November 7, 2006 | Unregistered CommenterSteve S
Sorry Steve, the second part of my comment was directed towards Mark. There was an ealier post he wrote defending MFA programs.

And I didn't say that creatiev writing doesn't have structure or rules, only that journalism would have been a better comparison since it is more structured in terms of an expected form for a news article. Creative writing has a lot more leeway that journalism doesn't, and that surgery doesn't.

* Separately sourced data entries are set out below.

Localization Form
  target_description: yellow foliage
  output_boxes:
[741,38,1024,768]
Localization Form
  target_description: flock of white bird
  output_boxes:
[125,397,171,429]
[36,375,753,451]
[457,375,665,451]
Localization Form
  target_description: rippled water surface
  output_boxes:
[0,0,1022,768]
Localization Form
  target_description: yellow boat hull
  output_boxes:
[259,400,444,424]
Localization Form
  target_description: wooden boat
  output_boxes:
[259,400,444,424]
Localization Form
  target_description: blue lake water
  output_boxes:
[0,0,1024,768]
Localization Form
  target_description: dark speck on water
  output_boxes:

Also I was not talking about woodworking as a career. I specifially likened it to writing for fun. I assume your unlce does woodwork because he likes it, right? I never put any emphasis at all on the term "woodworker" besides using it so you would know what I am talking about.
November 7, 2006 | Unregistered CommenterJohn
Yes, thus my point: the same as with that distinction, there's a valid difference between "I write," which almost everyone can say on some level (and which is in itself a good thing), and "I am a writer," which too many people say. It's even more atrocious with "I am a poet," which I encounter an ungodly amount from hobbyists in local writing groups here (I assume it's more or less universal).
November 7, 2006 | Unregistered CommenterSteve S
I understand that, but why does it matter if someone calls themself a writer or a poet? Why the elitism? Why can't the literary community be a community instead of a clique?
November 7, 2006 | Unregistered CommenterJohn
Herman Melville wrote Moby-Dick in a month.
November 8, 2006 | Unregistered CommenterCasey Pratt
Wow, I'm 23,000 words into my NaNoWriMo-whatever, and just came across this discussion. I didn't realize I was being "disrespectful." To whom do I apologize for my thoughtless behavior of creating characters and seeing what they do? My rudeness of getting up at 5:30 (OK, really, 6) a.m. and writing before work as a reporter and staying up late after my kids go to bed?

Any advice where I can get permission to write fiction? Should I quit my writing gig and pay thousands to get an MFA, to make it all official?

Seriously: Who said or assumed anything about writing "well" during the month? At the end of the original entry, the, um, author glancingly acknowledges something that NaNoWriMo broadcasts loud and clear: what you write during the month probably will be crap. The idea isn't to write the Great American Novel or to loiter around coffeeshops and say you're a great writer; it's to give oneself permission to write. You perpetuate that same line of thought that holds people back. If you feel you must be ordained and stamped "approved" to be creative, rather than just have a love of storytelling and a way with words, hey, fine. I'm not here to piss all over your MFA. Just don't tell me I don't have the write to make up a character who goes around shoving scrolled MFAs up stodgy fundaments.

By the way, several published books, such as Francesca Segre's "Daughter of the Bride," have come out of NaNoWriMo. And I'm pretty sure she doesn't have an MFA.

Finally, I'm also fairly certain the compound modifier "oddly-shortened," in your first sentence, does not need a hyphen, "oddly" being an adverb.

So, um, NaNnyNaNnyBooBoo. That's right. I said it.
November 17, 2006 | Unregistered CommenterDavid J
I meant "don't have the right," not "don't have the write." I knew I'd do that. That's what I get for criticizing your grammar. The really funny thing: I have a masters in blog commenting.
November 17, 2006 | Unregistered CommenterDavid J
David: Amen.

p.s. I thought you were trying to make a really bad pun. Which would have been funny.